Europe is on the eve of its first Femtocell deployment. On July 1st, Vodafone began selling home networking routers that replace home Wi-Fi and extend the coverage of Vodafone’s cell network at the same time. Right now, the router costs are too high to justify for anyone but the most dedicated technophile, but the trend has started.
Vodafone Femtocell Router
What this means for the world is that cell network coverage will soon be extended incrementally by home users in an organic fashion. As a consumer, you will buy your very own base station that extends your carrier’s network while giving you wireless home networking similar to Wi-Fi. The overall advantage is that, in this future age, you will have 3G or 4G networking on your phone, laptop, etc., that continues to be 3G or 4G when you’re at home but routes the calls and data ubiquitously over your home internet connection.
Eventually, this will turn the phone, Wi-Fi, wireless data, and home internet data markets into one thing that services all of those functions. Of course, this will also reduce the overall costs of devices: your cell phone will no longer have to have a Wi-Fi chip, an EDGE/3G chip, and a tri-band baseband in it.
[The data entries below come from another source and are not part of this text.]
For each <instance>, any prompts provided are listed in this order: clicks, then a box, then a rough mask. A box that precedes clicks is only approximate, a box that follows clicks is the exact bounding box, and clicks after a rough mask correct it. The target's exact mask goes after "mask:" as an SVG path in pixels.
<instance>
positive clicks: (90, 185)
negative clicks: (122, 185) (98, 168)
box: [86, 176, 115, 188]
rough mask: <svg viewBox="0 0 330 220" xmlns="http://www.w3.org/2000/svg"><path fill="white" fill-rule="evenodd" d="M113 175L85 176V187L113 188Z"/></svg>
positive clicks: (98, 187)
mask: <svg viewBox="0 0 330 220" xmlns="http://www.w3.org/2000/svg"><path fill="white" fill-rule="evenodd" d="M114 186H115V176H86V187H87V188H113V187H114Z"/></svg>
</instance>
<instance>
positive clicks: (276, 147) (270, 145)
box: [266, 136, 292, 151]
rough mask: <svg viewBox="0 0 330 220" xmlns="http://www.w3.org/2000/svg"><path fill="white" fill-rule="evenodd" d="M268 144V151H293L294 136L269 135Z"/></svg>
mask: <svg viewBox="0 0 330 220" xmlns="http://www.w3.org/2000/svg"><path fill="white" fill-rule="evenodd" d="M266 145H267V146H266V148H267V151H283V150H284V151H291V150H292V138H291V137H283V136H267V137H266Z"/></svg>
Instead, one protocol will route all the different types of voice and data over the femtocell when you are at home and the general cell network when you are out.
Cell phone/data providers will be able to leverage their client base to expand their network, making big companies bigger. Consumer issues like “I don’t use mobile provider X because their coverage in my house is shaky” will be a thing of the past.
It’s yet unclear how this will play out in Canada. This is once again a case of technology moving faster than the industries that are powering it, let alone the governing bodies trying to control it.